I’m not sure how old I was when I watched Star Wars on VHS for the first time. But it doesn’t matter. It was boring to me, and with A New Hope opening on two non-communicative Droids who go from arguing on a space ship to wandering aimlessly through the desert, it’s no wonder a child would immediately lose interest.
I was born in 1986, three years after the theatrical release of Return of the Jedi, so in between learning to walk, speak, and read, I was eventually able to get around to all three original movies. As a kid (and this opinion still fluctuates to this day), Return of the Jedi was my favorite. It kicked off with a Cantina Scene (the best part of A New Hope) with Muppets and Monsters in Jabba’s Palace; a lightsaber-wielding hero cutting up jabrones; a would-be savior frozen in time; and a scantily-clad Princess in a tremendous pickle.
Of course, there’s an admirable silliness to Return of the Jedi that fades away once we get older and start to see it for what it is. But for whatever-year-old me, it was everything. And it made me love the other two movies contextually, appreciating the complete story, learning that there are highs and lows in the films, but–as in life–it’s best when you appreciate the good for the bad.
Of course, none of it was particularly bad, it was just uninteresting to me at that age. But it was the vastness of the universe, the diversity in the characters that captivated me, and would gradually send my parents to the poor-house when I swapped out Ninja Turtles and The Real Ghostbusters for Star Wars’ seemingly limitless array of Kenner toys.
Star Wars was so vast and open-ended that it could be whatever you wanted to make it. There really is no concrete animosity between Lord of the Rings fans and Star Wars fans, but if there were, LoTR would lose.
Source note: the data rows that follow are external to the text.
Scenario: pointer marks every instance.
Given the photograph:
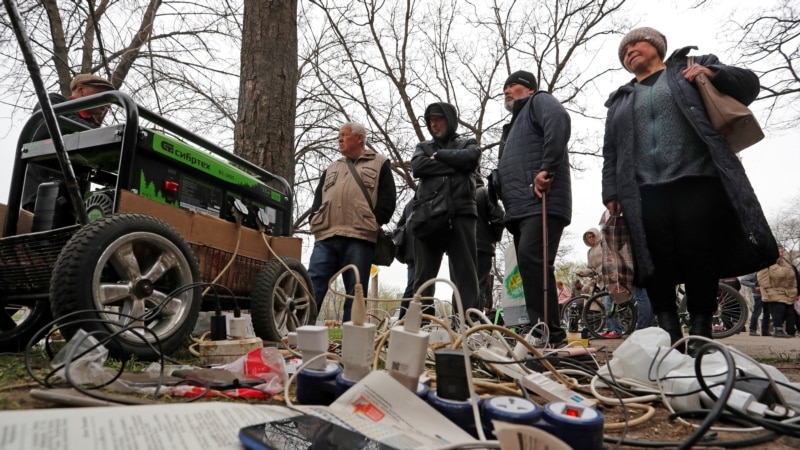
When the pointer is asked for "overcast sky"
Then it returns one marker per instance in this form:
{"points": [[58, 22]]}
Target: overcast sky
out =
{"points": [[772, 165]]}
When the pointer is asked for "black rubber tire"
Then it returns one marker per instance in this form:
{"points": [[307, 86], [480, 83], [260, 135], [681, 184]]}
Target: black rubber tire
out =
{"points": [[564, 311], [730, 316], [19, 323], [593, 316], [595, 319], [279, 303], [128, 263]]}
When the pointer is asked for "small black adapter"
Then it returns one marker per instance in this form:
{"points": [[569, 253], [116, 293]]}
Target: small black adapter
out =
{"points": [[451, 375]]}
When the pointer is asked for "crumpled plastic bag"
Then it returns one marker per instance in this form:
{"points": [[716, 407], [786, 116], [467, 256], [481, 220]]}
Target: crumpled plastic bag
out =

Star Wars is a better universe. While they both have their moments of mundane exposition and interminable pseudo-political jargon, within theGeorge Lucas world, you have a galaxy’s worth of wiggle room to find a more fun and engaging story. Within the Tolkien world, you’re stuck with a handful of archetypes and dull writing.
Hey, maybe there IS a battle worth having. Tolkien sucks and every attempt to make his stories visually interesting was met with yawns, and casual glances at wristwatches.
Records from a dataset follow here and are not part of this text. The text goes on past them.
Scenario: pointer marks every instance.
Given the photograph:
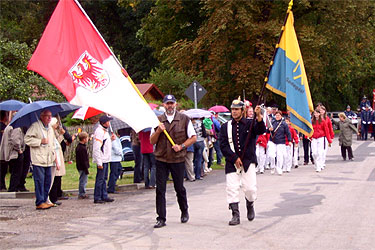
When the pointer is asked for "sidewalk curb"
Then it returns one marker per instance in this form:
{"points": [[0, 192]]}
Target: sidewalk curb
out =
{"points": [[74, 192]]}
Star Wars accomplished something that no other single franchise can hope to do, which is to BE the genre. While it’s treated like a singular entity, like Harry Potter or James Bond, it’s so much more than that. Star Wars is so ingrained in our culture (and in any culture that’s worth discussing) that even if you’re a garbage person and have never seen a LucasFilm, you can probably still recite large portions of the story, name several characters, and quote some of the most iconic lines (likely incorrectly) in movie history.
Star Wars is DC Comics, Marvel Comics, Coca Cola, and Disney.
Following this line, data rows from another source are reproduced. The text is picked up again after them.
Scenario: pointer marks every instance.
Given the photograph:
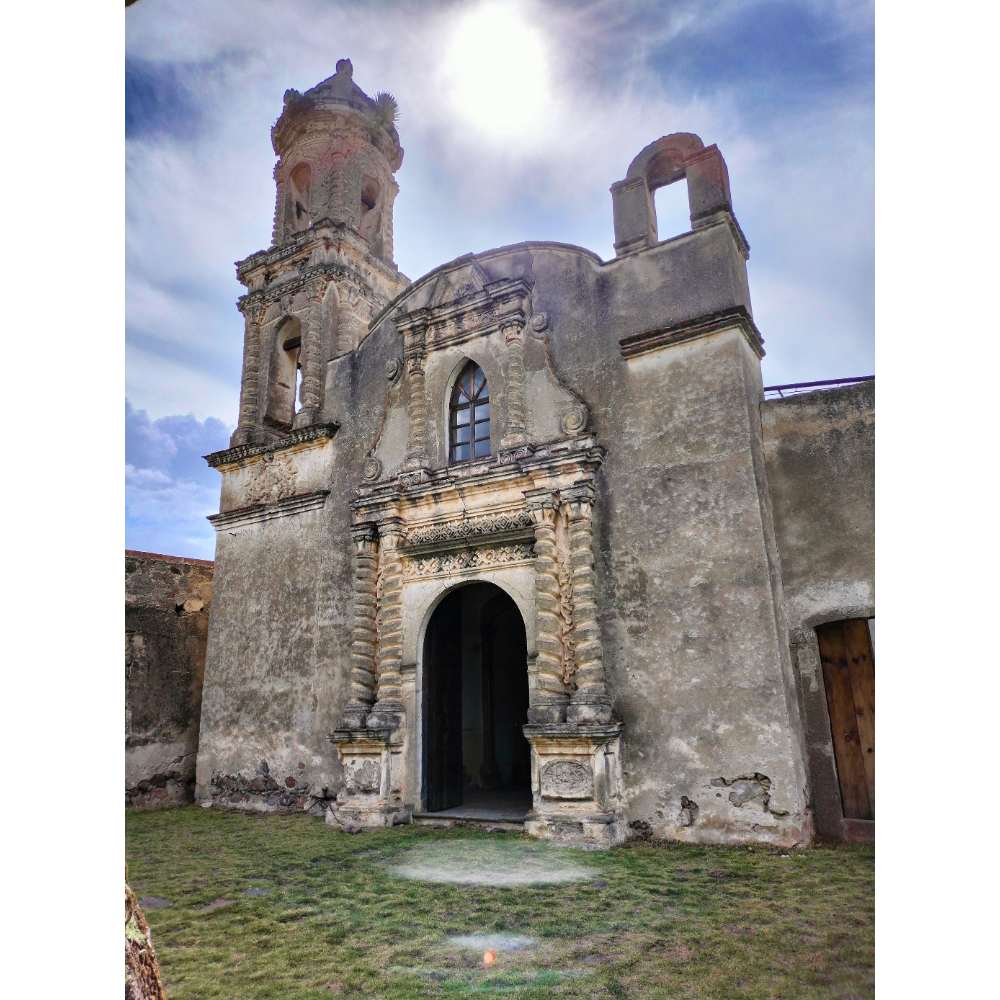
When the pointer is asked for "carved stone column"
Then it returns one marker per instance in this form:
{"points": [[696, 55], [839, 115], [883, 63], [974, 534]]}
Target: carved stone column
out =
{"points": [[548, 694], [415, 356], [252, 317], [312, 361], [389, 706], [363, 633], [590, 702], [516, 436]]}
Ironically, Star Wars actually IS Disney and Marvel now.
Star Wars is Pizza. If you don’t like it, you’re statistically insignificant and your opinions shouldn’t matter to sane people.
I was in 7th Grade when the prequels and re-releases came out. Star Wars fever was just as strong then as it is now, as we wait on more month for the premiere of Episode VII: The Force Awakens.
The Prequel Trilogy is generally looked on unfavorably by the fans, but it took almost a decade before anyone realized the hype outweighed the quality; before we started picking apart Anakin Skywalker, Jar Jar Binks, the questionable acting, and the over-reliance on special effects. But that’s what Star Wars does–it brings you into a world so vast and so deep that by the time you come out of this world, endemic of a childlike dream-state, you’re an adult realizing how many years you spent inside.
And while you may stare down at your withered hands and see an individual who lost himself in childish pursuits, you can still look at the world all around you and know that all that matters is Star Wars.